A 79-year-old woman complained of blurred vision in her left eye presumably due to pterygium-like tissue growth. She had a medical history of limbal dermoid from birth, which was removed at 12 years of age. Her decimal best-corrected visual acuity (BCVA) was 1.2 oculus dexter and 0.5 oculus sinister (OS) with hyperopia. Slit-lamp microscopy revealed a markedly thick growth of pterygium-like triangular ocular surface tissue from the temporal conjunctiva toward the apex of the cornea. Corneal opacity was observed around the head of the tissue oculus sinister. Because of visual impairment with severe irregular astigmatism, we performed pterygium surgery and ocular surface reconstruction. Eight months after the operation, her best-corrected visual acuity improved to 0.8 oculus sinister without an obvious recurrence of the lesion.

Histopathological findings
The head of the excised tissue was histologically covered with stratified columnar epithelium mixed with goblet cells and squamous metaplasia. Dense collagenous tissue was located beneath the epithelium, where a collection of degenerated elastic fibers was intermingled. Unexpectedly, the body of the excised tissue contained a peripheral nerve in the subepithelial stroma surrounded by a number of dilated neovessels and collagen fibers. The body of the excised tissue also contained mature adipose cells and collagen fibers.

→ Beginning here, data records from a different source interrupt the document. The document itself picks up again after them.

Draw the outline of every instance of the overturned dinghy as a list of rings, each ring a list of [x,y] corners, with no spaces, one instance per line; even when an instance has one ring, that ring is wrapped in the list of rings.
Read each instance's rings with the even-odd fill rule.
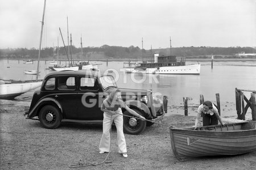
[[[200,127],[194,130],[170,127],[174,155],[179,160],[232,155],[256,150],[255,121]],[[189,159],[190,158],[190,159]]]

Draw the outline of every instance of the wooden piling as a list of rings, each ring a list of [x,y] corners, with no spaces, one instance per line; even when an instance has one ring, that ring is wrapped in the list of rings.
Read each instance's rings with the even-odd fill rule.
[[[256,120],[256,101],[255,101],[255,93],[251,94],[251,117],[253,121]]]
[[[212,56],[212,69],[213,69],[213,56]]]
[[[168,103],[168,99],[167,99],[167,96],[163,96],[163,101],[164,103],[163,103],[164,108],[164,112],[167,113],[167,103]]]
[[[204,95],[200,95],[200,105],[201,105],[204,102]],[[201,117],[203,117],[203,113],[201,113]]]
[[[242,113],[241,114],[241,117],[243,120],[245,120],[245,97],[242,92],[241,92],[241,97],[242,102]]]
[[[200,95],[200,105],[201,105],[204,102],[204,95]]]
[[[241,114],[241,95],[240,92],[236,88],[236,106],[237,109],[237,117],[240,120],[242,120],[242,116]]]
[[[216,102],[217,102],[217,108],[218,109],[218,114],[220,116],[221,109],[220,109],[220,94],[216,94]]]
[[[185,116],[188,116],[188,97],[186,97],[185,99],[184,97],[183,97]]]

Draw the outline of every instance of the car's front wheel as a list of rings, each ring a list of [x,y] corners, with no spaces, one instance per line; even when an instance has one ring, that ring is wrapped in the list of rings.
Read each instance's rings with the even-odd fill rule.
[[[132,109],[143,116],[142,112],[139,110],[135,109]],[[123,114],[133,116],[133,114],[127,110],[125,111]],[[146,122],[145,121],[139,119],[137,117],[130,117],[123,116],[123,132],[125,133],[138,134],[144,131],[146,128]]]
[[[47,129],[55,129],[60,125],[60,111],[54,106],[44,106],[40,110],[38,117],[42,125]]]

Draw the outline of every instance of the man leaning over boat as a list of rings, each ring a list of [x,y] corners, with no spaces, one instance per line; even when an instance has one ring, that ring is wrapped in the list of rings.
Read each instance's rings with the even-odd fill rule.
[[[224,125],[218,113],[218,109],[210,101],[206,101],[200,105],[197,109],[197,114],[195,123],[195,129],[197,128],[199,118],[202,115],[203,126],[218,125],[218,120]]]

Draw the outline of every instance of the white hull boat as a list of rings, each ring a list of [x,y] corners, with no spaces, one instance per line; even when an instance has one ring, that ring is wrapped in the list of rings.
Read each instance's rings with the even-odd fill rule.
[[[24,61],[23,63],[26,63],[26,64],[32,64],[33,63],[33,61],[32,60],[27,60],[27,61]]]
[[[38,71],[38,74],[39,74],[40,72],[40,71]],[[24,70],[24,73],[26,74],[36,75],[37,73],[36,70]]]
[[[98,65],[93,65],[91,64],[89,64],[87,65],[84,65],[82,66],[82,70],[90,70],[90,69],[97,69]]]
[[[0,99],[13,99],[26,92],[40,87],[42,83],[42,80],[1,80]]]
[[[156,74],[200,74],[200,64],[180,66],[165,66],[158,68],[127,68],[127,73]]]
[[[54,70],[57,71],[64,71],[64,70],[73,70],[77,71],[79,70],[79,66],[73,66],[73,67],[52,67]]]
[[[57,64],[58,64],[58,62],[57,62],[57,61],[52,61],[52,62],[50,62],[49,63],[49,65],[57,65]]]

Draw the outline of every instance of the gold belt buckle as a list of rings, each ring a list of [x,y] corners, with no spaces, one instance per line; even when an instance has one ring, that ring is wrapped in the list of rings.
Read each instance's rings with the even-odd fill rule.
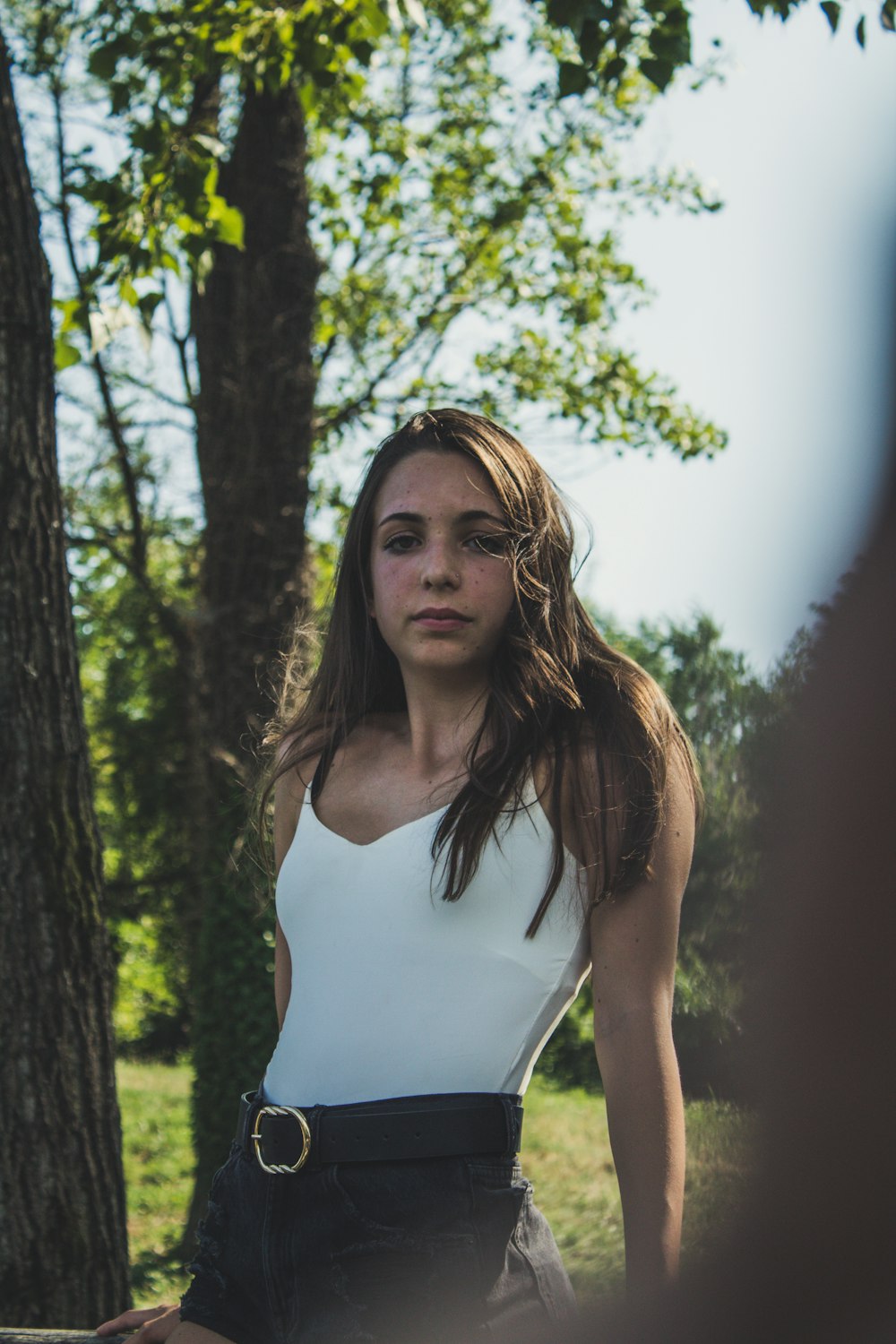
[[[293,1120],[298,1121],[298,1128],[302,1132],[302,1150],[298,1154],[298,1161],[296,1163],[294,1167],[279,1167],[279,1165],[269,1167],[265,1159],[262,1157],[262,1133],[261,1133],[262,1116],[292,1116]],[[271,1176],[286,1176],[292,1172],[301,1171],[305,1163],[308,1161],[308,1154],[312,1150],[312,1132],[308,1125],[308,1121],[305,1120],[305,1116],[298,1109],[298,1106],[259,1106],[255,1114],[255,1124],[253,1126],[251,1140],[255,1145],[255,1157],[258,1159],[258,1165],[263,1172],[270,1172]]]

Immunohistochemistry for Ki67, a cell proliferation marker, was further confirmed. Briefly, the slide was dewaxed, rehydrated, and rinsed in phosphate-buffered saline twice for 10 min. As a pretreatment, microwave-based antigen retrieval was performed in 10 mM citrate buffer. The slide was treated with 3% hydrogen peroxide and normal goat serum. Sections were incubated with anti-Ki67 antibody. Positive signals were visualized using 3, 3 -diaminobendizine as a substrate. Hematoxylin staining was conducted for nuclear staining. Cells were examined using a Biorevo BZ-9000 microscope. Ki67 was immunopositive in the nuclei of pterygial epithelial cells and neovascular endothelial cells but not in the connective tissue, the adipose tissue, or the peripheral nerve.

In conclusion, the development of the present case would thus be attributable to the etiology common to primary pterygium but modified to some extent by non-proliferative residual dermoid tissue.